The obtained movies were quantified in MATLAB.³⁶ Further data processing and statistical analysis were performed using Excel and GraphPad Prism 8. Positions of fluorescent molecules were detected in each frame using thresholding of band pass-filtered images, followed by localization using a phasor algorithm.⁴¹ Localizations were linked to tracks if they remain within a circular region of 8 pixels radius in consecutive frames. A tracking memory parameter of 1 frame allowed for blinking or missed detection of a molecule. The mean diffusion coefficient (D) for each track was calculated from the mean squared displacement (MSD): D = MSD/(4·Δt), with Δt = 20 ms. Tracks with less than 4 steps were discarded from the analysis. The population of bound molecules was quantified based on the fraction of tracks with D ≤ 0.3 μm²/s.

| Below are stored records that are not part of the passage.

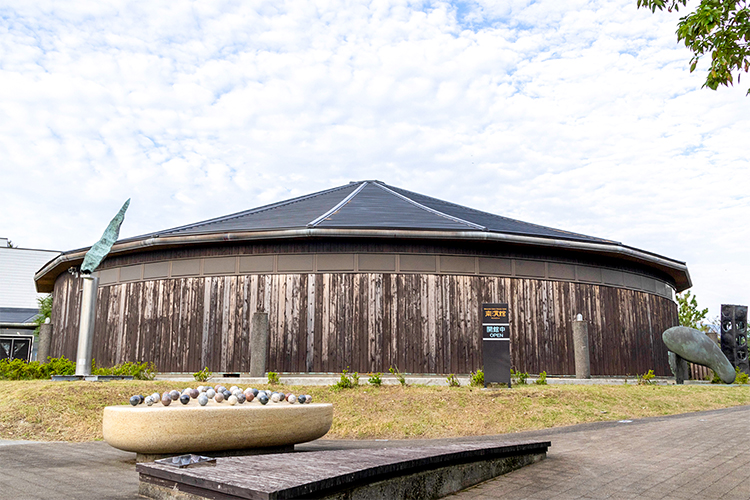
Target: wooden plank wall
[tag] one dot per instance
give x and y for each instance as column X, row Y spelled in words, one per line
column 364, row 322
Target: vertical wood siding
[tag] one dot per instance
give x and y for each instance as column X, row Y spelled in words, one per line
column 363, row 322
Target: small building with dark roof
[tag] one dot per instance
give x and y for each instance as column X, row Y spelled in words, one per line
column 367, row 276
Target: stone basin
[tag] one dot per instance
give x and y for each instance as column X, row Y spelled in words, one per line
column 191, row 428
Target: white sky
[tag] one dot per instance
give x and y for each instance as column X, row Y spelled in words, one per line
column 574, row 114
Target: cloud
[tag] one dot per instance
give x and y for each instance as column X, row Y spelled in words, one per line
column 574, row 114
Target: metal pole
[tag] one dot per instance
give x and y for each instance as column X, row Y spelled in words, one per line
column 581, row 347
column 258, row 344
column 86, row 328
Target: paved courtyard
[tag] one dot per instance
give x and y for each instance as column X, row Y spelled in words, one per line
column 702, row 455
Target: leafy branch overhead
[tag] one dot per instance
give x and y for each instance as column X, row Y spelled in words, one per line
column 720, row 28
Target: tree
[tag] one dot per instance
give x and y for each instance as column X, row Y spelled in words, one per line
column 45, row 311
column 689, row 313
column 717, row 27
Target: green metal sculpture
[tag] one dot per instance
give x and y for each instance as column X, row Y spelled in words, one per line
column 101, row 248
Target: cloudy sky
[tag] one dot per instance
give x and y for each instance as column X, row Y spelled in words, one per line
column 575, row 114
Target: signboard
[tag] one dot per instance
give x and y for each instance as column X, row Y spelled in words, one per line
column 496, row 344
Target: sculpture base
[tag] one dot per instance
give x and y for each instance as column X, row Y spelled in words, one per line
column 216, row 427
column 90, row 378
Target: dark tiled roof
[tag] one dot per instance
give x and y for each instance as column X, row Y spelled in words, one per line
column 17, row 314
column 369, row 205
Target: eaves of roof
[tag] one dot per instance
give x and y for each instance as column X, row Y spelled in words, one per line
column 370, row 209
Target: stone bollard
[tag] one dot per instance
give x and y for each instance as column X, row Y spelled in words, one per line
column 45, row 337
column 581, row 347
column 258, row 344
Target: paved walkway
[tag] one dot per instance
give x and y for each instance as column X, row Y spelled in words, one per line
column 699, row 455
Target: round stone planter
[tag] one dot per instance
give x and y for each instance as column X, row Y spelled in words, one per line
column 193, row 428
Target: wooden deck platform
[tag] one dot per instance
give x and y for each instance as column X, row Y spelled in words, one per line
column 402, row 472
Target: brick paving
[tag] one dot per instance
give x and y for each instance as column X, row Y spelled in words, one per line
column 702, row 455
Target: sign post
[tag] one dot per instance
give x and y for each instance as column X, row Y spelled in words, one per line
column 496, row 344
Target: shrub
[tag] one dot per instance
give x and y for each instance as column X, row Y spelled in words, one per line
column 477, row 379
column 396, row 373
column 139, row 371
column 18, row 369
column 375, row 379
column 202, row 375
column 347, row 380
column 647, row 378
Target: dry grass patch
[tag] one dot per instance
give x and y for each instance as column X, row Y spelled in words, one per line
column 72, row 411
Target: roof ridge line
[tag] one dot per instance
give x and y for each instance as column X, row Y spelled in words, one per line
column 431, row 210
column 338, row 206
column 512, row 219
column 246, row 212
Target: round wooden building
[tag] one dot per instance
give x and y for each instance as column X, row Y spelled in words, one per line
column 367, row 276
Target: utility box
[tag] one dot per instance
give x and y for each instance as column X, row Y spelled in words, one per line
column 496, row 344
column 734, row 336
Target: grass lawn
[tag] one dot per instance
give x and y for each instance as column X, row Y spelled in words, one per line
column 72, row 411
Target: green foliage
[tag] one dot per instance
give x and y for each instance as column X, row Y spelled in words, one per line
column 375, row 379
column 202, row 375
column 689, row 313
column 396, row 373
column 18, row 369
column 518, row 378
column 347, row 380
column 139, row 371
column 717, row 27
column 45, row 311
column 741, row 377
column 477, row 379
column 647, row 378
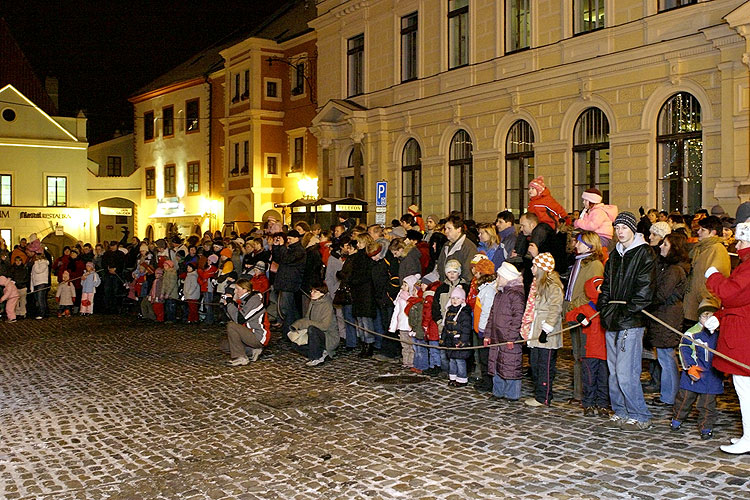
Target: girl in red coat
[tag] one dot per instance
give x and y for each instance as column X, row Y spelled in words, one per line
column 734, row 337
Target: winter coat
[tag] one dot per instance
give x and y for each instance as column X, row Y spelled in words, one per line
column 457, row 331
column 291, row 260
column 704, row 254
column 598, row 219
column 734, row 293
column 504, row 325
column 546, row 208
column 669, row 289
column 190, row 288
column 320, row 314
column 691, row 354
column 627, row 277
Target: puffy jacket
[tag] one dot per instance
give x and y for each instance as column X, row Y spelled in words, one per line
column 504, row 325
column 627, row 277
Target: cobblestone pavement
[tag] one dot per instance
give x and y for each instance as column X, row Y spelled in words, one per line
column 110, row 407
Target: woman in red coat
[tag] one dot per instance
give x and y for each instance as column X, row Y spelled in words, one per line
column 734, row 336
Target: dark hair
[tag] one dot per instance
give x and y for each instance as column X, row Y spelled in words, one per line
column 712, row 223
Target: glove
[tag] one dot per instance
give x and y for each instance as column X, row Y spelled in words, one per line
column 711, row 270
column 694, row 372
column 582, row 319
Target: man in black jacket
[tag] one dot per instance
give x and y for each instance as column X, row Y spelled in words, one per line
column 288, row 282
column 627, row 278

Quantification and statistical analysis

Statistical parameters, including statistical tests used, number of events quantified, standard error of the mean, and statistical significance are reported in the figures and in the figure legends. Statistical analysis has been performed using Microsoft Office Excel software and statistical significance is determined by the value of p < 0.05.

Published: June 30, 2023

Data and code availability

• •All data reported in this paper will be shared by the lead contact upon request.
• •This study did not generate original code.
• •Any additional information required to reanalyze the data reported in this paper is available from the lead contact upon request.